Interview with Jessica Gaddis, May 07, 2012 – h. 1.00 pm – Taos, New Mexico
“Earthship is a sustainable housing system, made from recycled materials, and completely off-grid (independent of utility grids): it generates its own electricity, its own water, contains treated wastewater only at its site, and no auxiliary heating or cooling system is needed, as the building itself generates its own comfortable living space. The heart of an Earthship is trash, really: hopefully people who come here will build walls out of only cans and bottles when they return home, if only for their own backyards.
“A lot of people on our team are building their own homes for $5,000, $10,000, $15,000 U.S. dollars,” he says.
“We are a for-profit company, however, we have also done relief work in disaster areas-Haiti, the Andaman Islands, Sierra Leone in Africa. I think a lot of people in the company want to see this kind of evolution: building very simple, affordable homes for everyone. I’d really like to see a lot more simple survival module types, which is the basic model of living that the average person can afford.”

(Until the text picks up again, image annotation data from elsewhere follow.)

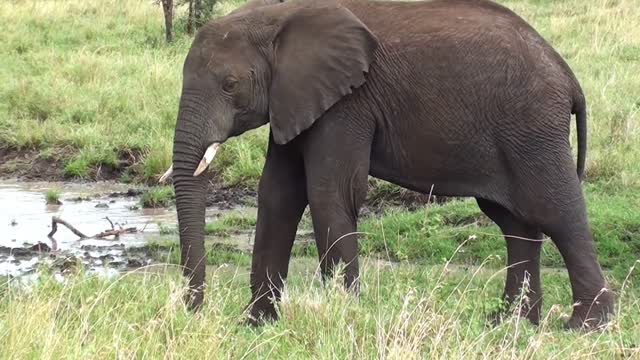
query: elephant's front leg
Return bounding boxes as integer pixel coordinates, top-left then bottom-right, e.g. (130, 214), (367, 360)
(249, 136), (307, 325)
(304, 124), (371, 293)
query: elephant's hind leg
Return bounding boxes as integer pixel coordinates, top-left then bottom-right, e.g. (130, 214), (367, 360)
(477, 198), (542, 325)
(543, 193), (614, 329)
(502, 138), (614, 328)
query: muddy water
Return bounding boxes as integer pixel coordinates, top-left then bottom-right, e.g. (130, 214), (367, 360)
(0, 181), (251, 276)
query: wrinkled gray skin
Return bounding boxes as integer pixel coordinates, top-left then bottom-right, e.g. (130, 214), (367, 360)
(173, 0), (614, 328)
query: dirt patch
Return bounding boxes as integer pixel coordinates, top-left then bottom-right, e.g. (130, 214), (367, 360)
(0, 147), (449, 214)
(0, 147), (64, 181)
(0, 147), (142, 181)
(206, 175), (258, 210)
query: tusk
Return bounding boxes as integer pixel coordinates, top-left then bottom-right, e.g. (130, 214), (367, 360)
(158, 165), (173, 183)
(193, 143), (220, 176)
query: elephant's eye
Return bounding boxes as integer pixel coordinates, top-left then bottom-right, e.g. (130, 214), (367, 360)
(222, 76), (238, 93)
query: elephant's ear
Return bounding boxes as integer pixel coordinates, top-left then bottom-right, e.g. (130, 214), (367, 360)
(269, 4), (378, 144)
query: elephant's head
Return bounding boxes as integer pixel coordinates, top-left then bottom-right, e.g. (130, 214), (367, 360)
(164, 0), (377, 306)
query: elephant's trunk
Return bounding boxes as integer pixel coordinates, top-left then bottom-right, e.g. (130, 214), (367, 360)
(173, 99), (206, 310)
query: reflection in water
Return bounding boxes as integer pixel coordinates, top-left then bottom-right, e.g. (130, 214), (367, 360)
(0, 181), (255, 276)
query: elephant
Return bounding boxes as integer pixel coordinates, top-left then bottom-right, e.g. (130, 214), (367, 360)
(163, 0), (615, 329)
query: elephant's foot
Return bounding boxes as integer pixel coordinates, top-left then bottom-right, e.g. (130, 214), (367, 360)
(487, 298), (542, 326)
(184, 287), (204, 312)
(246, 299), (278, 327)
(565, 291), (614, 330)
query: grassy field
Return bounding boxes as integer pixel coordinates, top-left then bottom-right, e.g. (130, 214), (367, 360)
(0, 0), (640, 359)
(0, 258), (640, 359)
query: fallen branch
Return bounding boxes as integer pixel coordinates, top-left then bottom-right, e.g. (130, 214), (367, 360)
(47, 216), (138, 240)
(47, 216), (89, 239)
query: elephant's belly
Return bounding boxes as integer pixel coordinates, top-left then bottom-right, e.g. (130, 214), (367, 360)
(369, 135), (501, 197)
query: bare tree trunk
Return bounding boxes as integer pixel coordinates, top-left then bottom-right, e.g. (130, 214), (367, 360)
(187, 0), (194, 35)
(162, 0), (173, 42)
(191, 0), (204, 30)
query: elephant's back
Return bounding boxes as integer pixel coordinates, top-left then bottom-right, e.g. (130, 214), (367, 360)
(344, 0), (579, 107)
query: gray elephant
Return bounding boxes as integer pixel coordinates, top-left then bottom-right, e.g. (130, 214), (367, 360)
(160, 0), (614, 328)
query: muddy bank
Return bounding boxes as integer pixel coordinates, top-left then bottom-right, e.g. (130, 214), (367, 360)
(0, 147), (440, 214)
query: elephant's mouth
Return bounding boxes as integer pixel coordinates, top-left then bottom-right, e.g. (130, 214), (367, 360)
(159, 142), (221, 183)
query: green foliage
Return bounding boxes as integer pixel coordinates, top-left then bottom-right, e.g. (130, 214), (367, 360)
(204, 212), (256, 237)
(140, 186), (176, 208)
(0, 0), (640, 190)
(0, 259), (640, 359)
(359, 185), (640, 272)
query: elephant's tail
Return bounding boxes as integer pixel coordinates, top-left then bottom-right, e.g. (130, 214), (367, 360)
(571, 92), (587, 182)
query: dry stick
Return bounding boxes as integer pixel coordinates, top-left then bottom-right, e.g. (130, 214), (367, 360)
(47, 216), (89, 239)
(47, 216), (138, 240)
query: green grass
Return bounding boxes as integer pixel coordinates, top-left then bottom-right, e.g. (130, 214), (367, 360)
(0, 0), (640, 359)
(0, 260), (640, 359)
(359, 186), (640, 272)
(44, 189), (62, 205)
(204, 212), (256, 236)
(0, 0), (640, 188)
(140, 186), (175, 208)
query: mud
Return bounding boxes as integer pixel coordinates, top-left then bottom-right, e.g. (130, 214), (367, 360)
(0, 180), (255, 277)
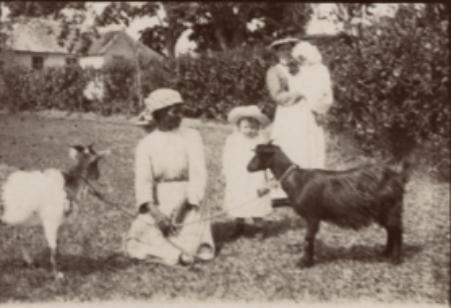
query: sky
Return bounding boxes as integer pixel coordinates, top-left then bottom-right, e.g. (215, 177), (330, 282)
(2, 1), (396, 55)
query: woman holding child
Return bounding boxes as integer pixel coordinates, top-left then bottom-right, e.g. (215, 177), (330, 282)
(124, 88), (215, 265)
(266, 38), (333, 199)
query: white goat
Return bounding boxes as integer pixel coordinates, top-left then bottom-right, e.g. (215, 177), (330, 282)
(0, 145), (109, 279)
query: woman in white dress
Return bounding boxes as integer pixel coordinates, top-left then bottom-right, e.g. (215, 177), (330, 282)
(125, 88), (215, 265)
(266, 39), (333, 199)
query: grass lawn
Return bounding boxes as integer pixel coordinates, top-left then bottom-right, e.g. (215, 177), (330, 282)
(0, 115), (450, 304)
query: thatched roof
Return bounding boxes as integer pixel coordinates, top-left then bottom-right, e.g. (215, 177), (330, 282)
(87, 31), (163, 59)
(2, 18), (75, 54)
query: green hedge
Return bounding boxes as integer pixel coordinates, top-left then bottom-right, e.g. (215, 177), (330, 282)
(0, 4), (450, 172)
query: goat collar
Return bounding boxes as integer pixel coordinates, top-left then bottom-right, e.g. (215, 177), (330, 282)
(279, 164), (299, 184)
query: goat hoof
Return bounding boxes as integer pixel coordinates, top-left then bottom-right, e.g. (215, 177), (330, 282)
(381, 249), (391, 258)
(390, 257), (402, 265)
(53, 272), (64, 281)
(298, 258), (315, 268)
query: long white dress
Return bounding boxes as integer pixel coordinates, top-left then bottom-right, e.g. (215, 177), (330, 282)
(223, 132), (272, 218)
(267, 63), (333, 198)
(125, 128), (215, 265)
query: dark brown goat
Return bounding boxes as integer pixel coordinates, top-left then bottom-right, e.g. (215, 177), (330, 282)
(247, 143), (410, 266)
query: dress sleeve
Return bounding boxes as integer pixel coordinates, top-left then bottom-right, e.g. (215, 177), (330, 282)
(311, 66), (333, 114)
(135, 141), (154, 207)
(188, 130), (207, 205)
(222, 135), (237, 181)
(266, 66), (292, 105)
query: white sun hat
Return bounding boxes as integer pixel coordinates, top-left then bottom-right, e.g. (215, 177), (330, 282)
(144, 88), (183, 113)
(268, 37), (299, 49)
(291, 41), (323, 64)
(134, 88), (183, 126)
(227, 105), (270, 127)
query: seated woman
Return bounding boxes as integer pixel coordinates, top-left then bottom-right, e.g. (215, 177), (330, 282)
(125, 88), (215, 265)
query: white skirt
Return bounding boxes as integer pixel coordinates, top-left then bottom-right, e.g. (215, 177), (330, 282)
(271, 101), (326, 199)
(125, 182), (215, 265)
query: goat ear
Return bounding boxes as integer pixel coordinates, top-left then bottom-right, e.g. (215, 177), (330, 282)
(69, 146), (80, 160)
(97, 149), (111, 157)
(86, 142), (96, 154)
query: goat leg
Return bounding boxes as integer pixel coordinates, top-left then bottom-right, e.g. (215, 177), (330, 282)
(391, 227), (402, 264)
(299, 219), (319, 267)
(14, 229), (33, 266)
(382, 227), (393, 257)
(44, 223), (64, 280)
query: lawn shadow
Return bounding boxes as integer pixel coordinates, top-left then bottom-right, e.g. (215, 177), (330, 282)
(0, 252), (136, 275)
(315, 240), (422, 264)
(212, 217), (305, 253)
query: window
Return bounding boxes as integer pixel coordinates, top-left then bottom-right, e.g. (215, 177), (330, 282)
(113, 55), (125, 61)
(31, 56), (44, 70)
(66, 58), (77, 65)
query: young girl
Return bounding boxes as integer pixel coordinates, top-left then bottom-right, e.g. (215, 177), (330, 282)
(223, 105), (272, 236)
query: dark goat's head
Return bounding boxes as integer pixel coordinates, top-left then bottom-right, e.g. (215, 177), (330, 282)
(247, 141), (280, 172)
(69, 144), (110, 180)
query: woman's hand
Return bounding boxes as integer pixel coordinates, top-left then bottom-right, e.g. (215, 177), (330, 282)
(138, 202), (177, 236)
(154, 212), (177, 237)
(257, 187), (270, 197)
(312, 111), (326, 126)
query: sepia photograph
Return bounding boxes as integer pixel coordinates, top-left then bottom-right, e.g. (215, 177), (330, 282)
(0, 1), (451, 307)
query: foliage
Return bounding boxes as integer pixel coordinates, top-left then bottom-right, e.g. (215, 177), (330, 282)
(97, 2), (311, 57)
(321, 4), (449, 162)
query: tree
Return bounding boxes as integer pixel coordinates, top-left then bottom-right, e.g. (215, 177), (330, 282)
(98, 2), (312, 57)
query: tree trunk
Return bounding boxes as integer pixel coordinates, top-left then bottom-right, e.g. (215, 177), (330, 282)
(215, 28), (228, 51)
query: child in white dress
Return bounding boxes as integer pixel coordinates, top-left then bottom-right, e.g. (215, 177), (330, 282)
(223, 105), (272, 236)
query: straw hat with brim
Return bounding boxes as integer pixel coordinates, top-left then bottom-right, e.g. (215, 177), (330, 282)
(227, 105), (270, 126)
(134, 109), (153, 126)
(135, 88), (183, 125)
(268, 37), (299, 49)
(144, 88), (183, 113)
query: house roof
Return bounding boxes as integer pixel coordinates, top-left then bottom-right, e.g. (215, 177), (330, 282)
(2, 18), (75, 54)
(1, 18), (163, 59)
(87, 31), (163, 59)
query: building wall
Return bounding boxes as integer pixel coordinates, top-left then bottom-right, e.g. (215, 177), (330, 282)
(78, 56), (105, 68)
(105, 36), (135, 62)
(5, 52), (71, 68)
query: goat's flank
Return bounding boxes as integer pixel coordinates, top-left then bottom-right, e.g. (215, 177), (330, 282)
(248, 143), (410, 266)
(0, 145), (109, 278)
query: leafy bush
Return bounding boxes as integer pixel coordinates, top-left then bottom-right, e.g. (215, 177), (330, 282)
(320, 4), (450, 166)
(0, 4), (450, 176)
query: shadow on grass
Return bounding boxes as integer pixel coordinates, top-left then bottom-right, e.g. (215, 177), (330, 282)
(308, 240), (422, 264)
(0, 252), (137, 275)
(212, 218), (305, 253)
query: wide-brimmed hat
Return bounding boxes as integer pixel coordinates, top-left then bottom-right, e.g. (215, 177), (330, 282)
(268, 37), (299, 49)
(134, 88), (183, 125)
(144, 88), (183, 113)
(227, 105), (270, 126)
(291, 41), (323, 64)
(134, 108), (153, 126)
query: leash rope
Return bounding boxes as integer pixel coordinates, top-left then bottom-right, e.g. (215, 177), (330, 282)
(82, 178), (259, 265)
(82, 178), (298, 303)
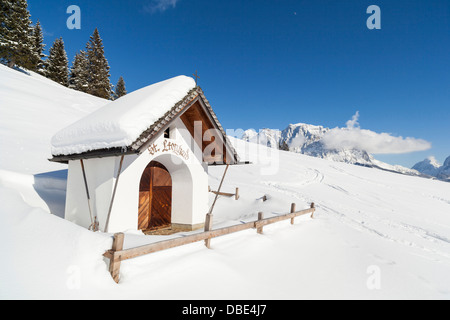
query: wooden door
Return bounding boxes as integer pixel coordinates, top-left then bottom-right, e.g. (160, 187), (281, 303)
(138, 161), (172, 230)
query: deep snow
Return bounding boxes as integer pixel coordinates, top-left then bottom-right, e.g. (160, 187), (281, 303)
(0, 65), (450, 299)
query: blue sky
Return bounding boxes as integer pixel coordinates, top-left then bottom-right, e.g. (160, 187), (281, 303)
(28, 0), (450, 166)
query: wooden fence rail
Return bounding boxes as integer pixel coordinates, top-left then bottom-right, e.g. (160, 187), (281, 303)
(103, 203), (316, 283)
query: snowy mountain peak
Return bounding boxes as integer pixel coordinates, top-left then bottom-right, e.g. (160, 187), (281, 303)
(413, 157), (450, 181)
(412, 157), (441, 177)
(241, 123), (420, 175)
(444, 157), (450, 168)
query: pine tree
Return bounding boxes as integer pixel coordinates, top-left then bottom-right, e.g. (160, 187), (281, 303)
(0, 0), (36, 70)
(33, 20), (47, 74)
(86, 28), (112, 99)
(114, 77), (127, 100)
(69, 51), (89, 93)
(45, 38), (69, 87)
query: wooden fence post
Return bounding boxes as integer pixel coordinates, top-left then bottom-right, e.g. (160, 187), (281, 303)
(291, 203), (296, 224)
(205, 213), (213, 249)
(256, 212), (264, 234)
(109, 233), (125, 283)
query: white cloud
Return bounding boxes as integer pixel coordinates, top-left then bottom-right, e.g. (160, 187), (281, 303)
(323, 112), (431, 154)
(144, 0), (180, 13)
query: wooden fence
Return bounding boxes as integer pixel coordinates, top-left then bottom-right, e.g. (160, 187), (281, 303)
(104, 203), (316, 283)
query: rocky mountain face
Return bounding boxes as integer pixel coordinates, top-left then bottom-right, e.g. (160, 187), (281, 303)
(413, 157), (450, 182)
(241, 123), (423, 176)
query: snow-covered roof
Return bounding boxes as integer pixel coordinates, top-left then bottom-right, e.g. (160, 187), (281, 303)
(51, 76), (239, 164)
(52, 76), (196, 156)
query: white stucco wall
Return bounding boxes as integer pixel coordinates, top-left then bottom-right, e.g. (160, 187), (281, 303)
(66, 119), (208, 233)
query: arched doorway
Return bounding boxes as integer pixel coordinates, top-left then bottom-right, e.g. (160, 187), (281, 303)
(138, 161), (172, 230)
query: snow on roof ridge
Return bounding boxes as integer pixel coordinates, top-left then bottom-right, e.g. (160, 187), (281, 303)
(52, 76), (196, 156)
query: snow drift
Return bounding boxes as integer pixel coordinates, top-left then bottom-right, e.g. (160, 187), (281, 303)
(0, 66), (450, 299)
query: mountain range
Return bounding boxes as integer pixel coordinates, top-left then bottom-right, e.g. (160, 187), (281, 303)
(241, 123), (450, 181)
(413, 157), (450, 182)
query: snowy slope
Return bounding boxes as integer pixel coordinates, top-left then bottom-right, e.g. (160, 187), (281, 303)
(0, 64), (108, 173)
(0, 69), (450, 299)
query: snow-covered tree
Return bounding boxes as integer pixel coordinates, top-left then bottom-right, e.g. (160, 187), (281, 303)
(45, 38), (69, 87)
(0, 0), (37, 70)
(33, 20), (47, 74)
(86, 28), (112, 99)
(114, 77), (127, 100)
(69, 51), (89, 92)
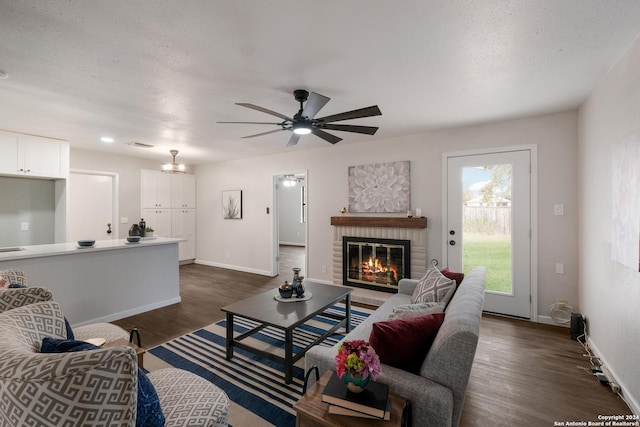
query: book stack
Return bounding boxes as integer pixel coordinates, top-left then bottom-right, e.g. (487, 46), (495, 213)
(322, 372), (391, 421)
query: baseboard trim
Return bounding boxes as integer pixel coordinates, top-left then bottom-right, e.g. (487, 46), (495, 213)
(587, 336), (640, 414)
(194, 259), (273, 277)
(72, 296), (182, 328)
(538, 315), (570, 328)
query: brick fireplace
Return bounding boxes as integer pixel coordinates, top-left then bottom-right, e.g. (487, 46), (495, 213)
(331, 216), (427, 293)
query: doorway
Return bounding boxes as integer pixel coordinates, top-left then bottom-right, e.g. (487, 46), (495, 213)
(67, 170), (118, 242)
(443, 147), (535, 319)
(273, 172), (308, 280)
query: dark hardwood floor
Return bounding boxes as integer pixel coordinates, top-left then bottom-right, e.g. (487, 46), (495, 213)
(114, 247), (631, 427)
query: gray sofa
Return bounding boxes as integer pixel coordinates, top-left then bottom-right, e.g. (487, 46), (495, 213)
(305, 267), (486, 426)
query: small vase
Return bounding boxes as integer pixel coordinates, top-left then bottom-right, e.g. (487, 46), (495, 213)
(342, 373), (371, 393)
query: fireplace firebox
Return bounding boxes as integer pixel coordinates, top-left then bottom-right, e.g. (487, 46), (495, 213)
(342, 236), (411, 293)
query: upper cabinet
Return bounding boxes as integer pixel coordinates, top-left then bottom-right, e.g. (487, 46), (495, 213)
(171, 174), (196, 209)
(0, 131), (69, 179)
(140, 169), (171, 209)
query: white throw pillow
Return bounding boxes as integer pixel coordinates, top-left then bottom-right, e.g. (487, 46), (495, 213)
(388, 302), (445, 320)
(411, 266), (456, 306)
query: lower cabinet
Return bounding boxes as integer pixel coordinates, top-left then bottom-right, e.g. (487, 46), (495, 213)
(141, 209), (196, 261)
(171, 209), (196, 261)
(141, 209), (172, 241)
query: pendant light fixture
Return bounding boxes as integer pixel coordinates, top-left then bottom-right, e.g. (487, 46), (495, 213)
(162, 150), (187, 173)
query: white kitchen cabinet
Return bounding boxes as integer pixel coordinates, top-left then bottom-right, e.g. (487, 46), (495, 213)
(171, 209), (196, 261)
(171, 174), (196, 209)
(0, 131), (69, 179)
(141, 209), (171, 237)
(140, 169), (171, 210)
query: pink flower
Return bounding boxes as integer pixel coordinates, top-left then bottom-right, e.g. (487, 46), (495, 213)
(335, 340), (381, 380)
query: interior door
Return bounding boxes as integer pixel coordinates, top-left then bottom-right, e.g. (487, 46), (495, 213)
(67, 172), (117, 242)
(445, 150), (531, 319)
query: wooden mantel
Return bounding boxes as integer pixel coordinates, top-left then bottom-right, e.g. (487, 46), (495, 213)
(331, 216), (427, 228)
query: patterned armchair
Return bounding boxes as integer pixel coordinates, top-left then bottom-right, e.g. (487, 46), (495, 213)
(0, 269), (130, 342)
(0, 301), (229, 427)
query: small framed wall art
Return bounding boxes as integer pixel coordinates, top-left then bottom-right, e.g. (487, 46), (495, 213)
(222, 190), (242, 219)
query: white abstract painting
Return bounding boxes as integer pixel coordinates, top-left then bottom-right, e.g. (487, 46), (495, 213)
(348, 160), (411, 213)
(611, 133), (640, 271)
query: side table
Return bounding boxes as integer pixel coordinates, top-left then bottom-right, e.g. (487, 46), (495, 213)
(293, 371), (410, 427)
(102, 338), (146, 369)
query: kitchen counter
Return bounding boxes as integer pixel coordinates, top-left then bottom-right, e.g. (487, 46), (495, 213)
(0, 237), (185, 262)
(0, 237), (183, 326)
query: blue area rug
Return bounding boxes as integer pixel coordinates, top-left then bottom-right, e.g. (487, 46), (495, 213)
(148, 304), (371, 427)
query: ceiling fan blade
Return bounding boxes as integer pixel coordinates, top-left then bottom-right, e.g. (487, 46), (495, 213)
(236, 102), (293, 122)
(216, 122), (280, 126)
(302, 92), (331, 119)
(311, 128), (342, 144)
(316, 105), (382, 123)
(287, 133), (300, 147)
(242, 129), (286, 139)
(322, 123), (378, 135)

Interview with Elena Barthel, May 10, 2012 – h. 3.00 pm – Newbern, Alabama
“I think Rural Studio is a very special architecture school mainly because we give architecture students the opportunity to move to a small rural area to design and build buildings that can be private homes or public buildings. All the projects are real, so I think the combination of design, construction, and social involvement of the students makes it a very special educational process.
“Our students are very skilled because they know how to design a detail, but they also know how to implement it,” he said.
“Our relationship with clients is a true partnership. We work together, so we figure out together what is the best way forward at all stages, and it is never predefined, but it changes and evolves during the process. The advantage is that we can do it together.
“Perhaps the recipe for starting such a process in Italy is: universities, clients, local authorities, and consultants. This is so that it works in the long term. Our goal is longevity, in each of our projects.”